The number line is a visual representation of real numbers positioned from left to right. Every point on the number line corresponds to a real number. Numbers increase in value as you move to the right, while they decrease as you move to the left.

When graphing numbers on a number line, you should note the approximate position of each value. Begin by identifying the largest and smallest values in your set to understand the necessary range. Equally spaced marks can help guide where each number falls between others:

• Positive numbers are placed to the right of zero.
• Negative numbers lie to the left of zero.
• Larger positive numbers are further right; likewise, larger negative numbers are further left.
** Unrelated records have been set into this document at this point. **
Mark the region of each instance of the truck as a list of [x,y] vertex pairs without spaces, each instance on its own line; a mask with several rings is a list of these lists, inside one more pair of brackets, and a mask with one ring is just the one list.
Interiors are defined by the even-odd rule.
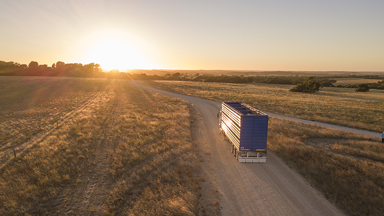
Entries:
[[266,161],[268,116],[244,103],[222,103],[220,133],[229,140],[231,151],[240,162]]

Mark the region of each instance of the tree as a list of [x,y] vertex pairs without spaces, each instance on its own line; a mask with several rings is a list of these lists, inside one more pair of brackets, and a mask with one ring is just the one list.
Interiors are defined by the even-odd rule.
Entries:
[[368,84],[359,84],[357,85],[357,88],[356,89],[356,90],[355,90],[355,92],[366,92],[369,91],[369,87],[368,86]]
[[28,64],[28,68],[31,70],[37,69],[39,66],[39,63],[36,62],[31,62],[29,64]]
[[314,77],[309,77],[303,82],[299,83],[295,87],[290,89],[290,92],[315,93],[319,92],[322,88],[321,84],[315,79]]

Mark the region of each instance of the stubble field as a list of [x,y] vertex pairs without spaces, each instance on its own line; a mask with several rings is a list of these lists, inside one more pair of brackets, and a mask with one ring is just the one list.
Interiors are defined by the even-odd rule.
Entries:
[[188,103],[126,81],[0,86],[1,215],[206,214]]

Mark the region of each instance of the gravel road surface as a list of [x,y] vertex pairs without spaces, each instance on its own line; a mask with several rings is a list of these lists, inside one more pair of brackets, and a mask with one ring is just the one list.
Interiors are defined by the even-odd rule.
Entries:
[[[210,147],[214,172],[220,194],[223,216],[341,216],[305,179],[289,168],[271,151],[266,163],[239,163],[230,152],[230,145],[219,133],[217,114],[221,103],[177,94],[143,85],[142,89],[182,98],[193,104],[201,118],[201,136]],[[269,116],[307,123],[380,137],[381,133],[266,113]]]

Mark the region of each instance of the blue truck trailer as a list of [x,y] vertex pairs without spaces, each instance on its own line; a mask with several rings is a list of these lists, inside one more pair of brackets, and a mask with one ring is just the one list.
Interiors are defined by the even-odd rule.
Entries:
[[231,143],[231,150],[241,162],[265,162],[268,115],[240,102],[224,102],[218,114],[220,132]]

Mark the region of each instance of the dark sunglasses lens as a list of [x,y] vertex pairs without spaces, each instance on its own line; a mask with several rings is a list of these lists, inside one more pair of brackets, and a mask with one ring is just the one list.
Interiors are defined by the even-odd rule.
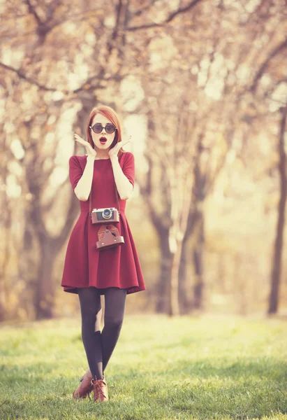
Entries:
[[115,127],[113,124],[107,124],[105,126],[105,130],[108,134],[111,134],[114,132]]
[[103,130],[103,125],[100,123],[95,124],[93,127],[93,130],[95,133],[101,133]]

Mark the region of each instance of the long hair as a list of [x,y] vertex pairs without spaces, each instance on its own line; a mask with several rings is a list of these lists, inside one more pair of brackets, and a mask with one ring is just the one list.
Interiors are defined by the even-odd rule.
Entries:
[[[112,109],[112,108],[107,106],[106,105],[99,105],[98,106],[93,108],[93,109],[91,111],[86,127],[87,141],[90,144],[91,147],[94,149],[95,145],[94,144],[93,139],[91,138],[91,129],[89,128],[89,126],[91,125],[91,121],[95,115],[97,113],[101,113],[103,115],[104,115],[106,118],[110,120],[110,121],[112,122],[112,124],[117,128],[117,130],[116,130],[115,131],[114,141],[110,146],[110,148],[112,148],[115,146],[118,141],[122,141],[122,128],[119,117],[117,115],[116,112]],[[120,158],[124,152],[125,150],[124,150],[122,148],[121,148],[118,152],[117,157]]]

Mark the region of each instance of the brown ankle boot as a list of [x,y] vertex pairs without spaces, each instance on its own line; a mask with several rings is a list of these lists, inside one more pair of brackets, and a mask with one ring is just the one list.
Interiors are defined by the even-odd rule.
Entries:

By ordering the numbers and marking their positions clearly, the number line provides an intuitive way to understand their relative sizes.

Rational exponents are a way to express roots and powers together using fractions in the exponent. They follow the rule:\[a^{m/n} = \sqrt[n]{a^m}\]This means you take the nth root of a raised to the power of m.

To break this down, each part of the expression has a specific meaning:

• The denominator (n) of the fraction denotes the root to be taken.
• The numerator (m) signifies the power to which the number is raised.

For instance, consider \(8^{2/3}\): you first take the cube root of 8, resulting in 2, and then square 2 to get 4. Rational exponents can therefore represent various operations more succinctly, combining roots and powers in one expression.

Roots and powers are fundamental operations in mathematics. A power, represented by an exponent, indicates how many times a number (the base) is multiplied by itself. For example, in \(4^3\), the base 4 is used as the factor 3 times, equaling 64.

Roots, on the other hand, determine what number, when exponentiated to a given power, results in the original number. Commonly used roots include square roots and cube roots:

• The square root of a number \(a\) is a value that, when multiplied by itself, gives \(a\). For instance, the square root of 9 is 3, because \(3^2 = 9\).
• The cube root of a number \(a\) provides the value that, when used as a factor three times, results in \(a\). For example, the cube root of 27 is 3, since \(3^3 = 27\).

Understanding both roots and powers solidifies the ability to manipulate expressions with exponents and solve complex mathematical problems efficiently.